The Wolf of Wall Street and American Hustle are two films up for many Academy Awards: WoWS with five nominations, Hustle with ten. They’ve been widely perceived as “rival” films, and at the time of their release back in December, there was strong social media pressure to take sides and defend one against the other.
I had no qualms about picking sides: I was on any side that opposed The Wolf of Wall Street. If the rivalry had been Scary Movie 5 vs. The Wolf of Wall Street, I’d have picked Scary Movie 5.
WoWS is a film that follows the old Cecil B. DeMille rule of shooting biblical epics: you spend nine-tenths of the film wallowing in the goofy big-budget spectacle of Hollywood stars and extras rolling around fleshily in campy Babylonian orgies, knowing you’ll get credit for your high-mindedness for the final tenth of the film, when God shows up to rebuke the sins of the people and destroy the large, tacky sets. Audiences leave the theaters both titillated and proud of their piety. And that’s the sweet spot where the big box-office bucks and Academy Awards are.

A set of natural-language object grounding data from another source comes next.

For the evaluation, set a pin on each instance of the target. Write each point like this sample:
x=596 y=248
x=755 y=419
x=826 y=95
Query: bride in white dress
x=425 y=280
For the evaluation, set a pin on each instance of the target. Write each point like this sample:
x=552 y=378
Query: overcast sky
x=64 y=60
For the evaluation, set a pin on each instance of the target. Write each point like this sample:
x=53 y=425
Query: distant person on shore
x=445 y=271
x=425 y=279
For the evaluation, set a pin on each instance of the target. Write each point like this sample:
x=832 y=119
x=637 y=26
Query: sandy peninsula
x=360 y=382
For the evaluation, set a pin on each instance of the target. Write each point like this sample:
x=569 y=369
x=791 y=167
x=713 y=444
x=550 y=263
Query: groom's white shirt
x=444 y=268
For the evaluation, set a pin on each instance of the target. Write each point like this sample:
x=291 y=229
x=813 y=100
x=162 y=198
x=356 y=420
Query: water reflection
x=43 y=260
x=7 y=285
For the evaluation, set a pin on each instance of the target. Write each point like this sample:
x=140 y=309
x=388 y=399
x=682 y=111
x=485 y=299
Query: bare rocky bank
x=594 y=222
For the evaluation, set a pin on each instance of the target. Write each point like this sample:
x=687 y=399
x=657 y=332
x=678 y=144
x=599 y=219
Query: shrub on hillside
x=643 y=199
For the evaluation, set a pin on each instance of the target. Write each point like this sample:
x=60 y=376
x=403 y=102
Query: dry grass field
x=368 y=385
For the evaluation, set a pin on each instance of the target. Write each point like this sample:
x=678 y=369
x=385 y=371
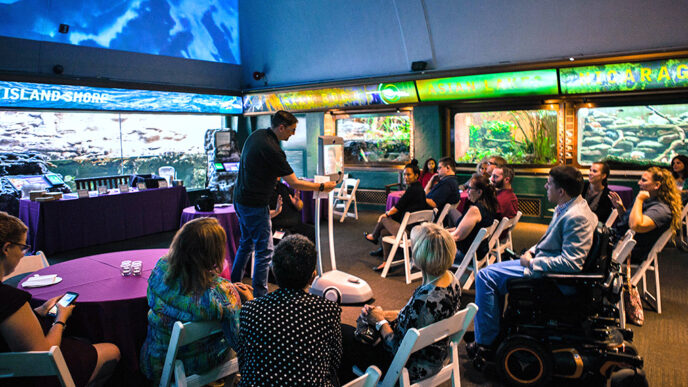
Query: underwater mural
x=520 y=136
x=375 y=138
x=81 y=144
x=648 y=134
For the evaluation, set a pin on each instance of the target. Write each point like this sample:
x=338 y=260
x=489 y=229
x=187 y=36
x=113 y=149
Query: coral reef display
x=520 y=136
x=375 y=138
x=640 y=135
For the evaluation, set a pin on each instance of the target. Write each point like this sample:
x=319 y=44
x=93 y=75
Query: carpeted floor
x=663 y=341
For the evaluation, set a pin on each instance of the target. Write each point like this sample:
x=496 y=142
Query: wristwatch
x=379 y=324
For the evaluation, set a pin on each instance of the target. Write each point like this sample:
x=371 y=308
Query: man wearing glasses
x=262 y=162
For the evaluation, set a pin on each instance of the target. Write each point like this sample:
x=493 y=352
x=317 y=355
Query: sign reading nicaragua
x=47 y=96
x=340 y=97
x=661 y=74
x=512 y=84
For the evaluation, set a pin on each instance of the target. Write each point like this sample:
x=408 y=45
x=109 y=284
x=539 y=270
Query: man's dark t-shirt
x=262 y=161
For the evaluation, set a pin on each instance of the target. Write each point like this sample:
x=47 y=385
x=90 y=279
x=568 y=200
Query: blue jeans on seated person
x=490 y=289
x=256 y=232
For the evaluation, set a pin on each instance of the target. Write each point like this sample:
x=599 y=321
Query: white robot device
x=334 y=285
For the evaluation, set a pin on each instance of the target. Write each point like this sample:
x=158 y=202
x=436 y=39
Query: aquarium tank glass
x=376 y=138
x=520 y=136
x=628 y=135
x=85 y=144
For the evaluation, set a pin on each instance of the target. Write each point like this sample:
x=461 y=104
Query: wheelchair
x=567 y=326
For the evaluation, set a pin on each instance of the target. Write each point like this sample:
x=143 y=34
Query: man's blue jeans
x=256 y=234
x=490 y=289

It’s a formula that never seems to fail, if you want to talk surefire cons.
Scorsese and company have been all over the press solemnly holding up their one-tenth of a movie that supposedly shows the consequences of fraud on a massive scale, and sternly repudiating the suggestion that nine-tenths of their film plays like a gleeful celebration of Wall Street assholes.

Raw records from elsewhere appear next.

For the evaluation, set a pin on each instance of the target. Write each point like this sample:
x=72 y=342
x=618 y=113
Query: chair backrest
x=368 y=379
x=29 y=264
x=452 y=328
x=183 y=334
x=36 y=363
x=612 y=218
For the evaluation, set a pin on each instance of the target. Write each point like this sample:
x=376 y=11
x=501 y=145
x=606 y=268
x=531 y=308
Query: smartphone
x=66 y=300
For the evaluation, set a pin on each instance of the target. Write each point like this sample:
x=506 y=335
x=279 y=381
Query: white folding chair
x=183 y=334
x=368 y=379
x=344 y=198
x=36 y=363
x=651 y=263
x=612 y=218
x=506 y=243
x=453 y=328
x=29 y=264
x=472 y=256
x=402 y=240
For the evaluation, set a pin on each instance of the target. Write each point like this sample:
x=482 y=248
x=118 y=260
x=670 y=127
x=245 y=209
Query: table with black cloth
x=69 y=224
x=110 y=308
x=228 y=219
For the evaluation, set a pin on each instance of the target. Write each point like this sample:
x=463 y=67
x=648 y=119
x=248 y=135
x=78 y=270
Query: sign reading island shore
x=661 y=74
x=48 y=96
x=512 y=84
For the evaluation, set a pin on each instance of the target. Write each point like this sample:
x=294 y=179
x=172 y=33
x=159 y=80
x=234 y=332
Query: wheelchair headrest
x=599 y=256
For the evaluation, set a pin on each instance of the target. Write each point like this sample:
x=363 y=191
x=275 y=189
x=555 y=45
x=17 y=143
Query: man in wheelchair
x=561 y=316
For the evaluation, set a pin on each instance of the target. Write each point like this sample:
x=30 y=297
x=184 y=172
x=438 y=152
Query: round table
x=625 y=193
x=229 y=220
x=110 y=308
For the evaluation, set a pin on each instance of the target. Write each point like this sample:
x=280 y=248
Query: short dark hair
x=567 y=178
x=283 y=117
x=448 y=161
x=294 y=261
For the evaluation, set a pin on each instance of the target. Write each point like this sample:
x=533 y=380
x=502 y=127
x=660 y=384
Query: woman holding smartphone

Screenwriter Terence Winter (Boardwalk Empire, The Sopranos) is especially good at expressing huffy indignation at the very notion that the filmmakers are condoning the illegal excesses of people like Jordan Belfort, who titled his memoir The Wolf of Wall Street in honor of his own mass bilking of working-class people investing their small savings in penny stocks:
[T]he whole idea of people saying that it glorifies bad behavior — I mean, anyone who watches this movie and thinks that they want to emulate any of the stuff they see on screen has got a screw loose, as far as I’m concerned. If you think that’s glorifying bad behavior, really, you should talk to somebody about that.

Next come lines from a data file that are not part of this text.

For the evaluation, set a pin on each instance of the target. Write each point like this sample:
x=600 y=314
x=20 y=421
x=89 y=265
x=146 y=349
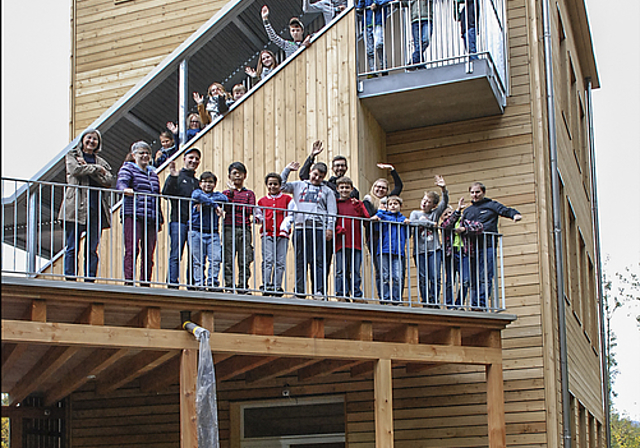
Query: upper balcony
x=461 y=73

Winter’s disingenuous heavens-to-Betsy expression of shock that anyone would want to imitate super-rich young men, portrayed by film stars, shown buying anything they want, having all the sex they want, and doing all the drugs they want, for most of the film’s running time, is typical of the way the director, writer, and stars of the film promoted the film.
Their protestations might be more persuasive if it weren’t for revelations like this video titled “Leonardo DiCaprio on Jordan Belfort: Entrepreneurial Icon and Motivational Speaker.” In it, DiCaprio plugs Belfort’s post-jail career in these terms:
Hello, I’m Leonardo DiCaprio, and some of your may know that I’ll be playing Jordan Belfort in a new film, Wolf of Wall Street.
What separates Jordan’s story from others like it is the brutal honesty in which he talks about the mistakes that he’s made in his life. I’ve been in his company many times, but there is nothing quite like Jordan’s public speaking, and his ability to train and empower young entrepreneurs. Jordan stands as a shining example of the transformative qualities of ambition and hard work. And in that regards, he is a true motivator.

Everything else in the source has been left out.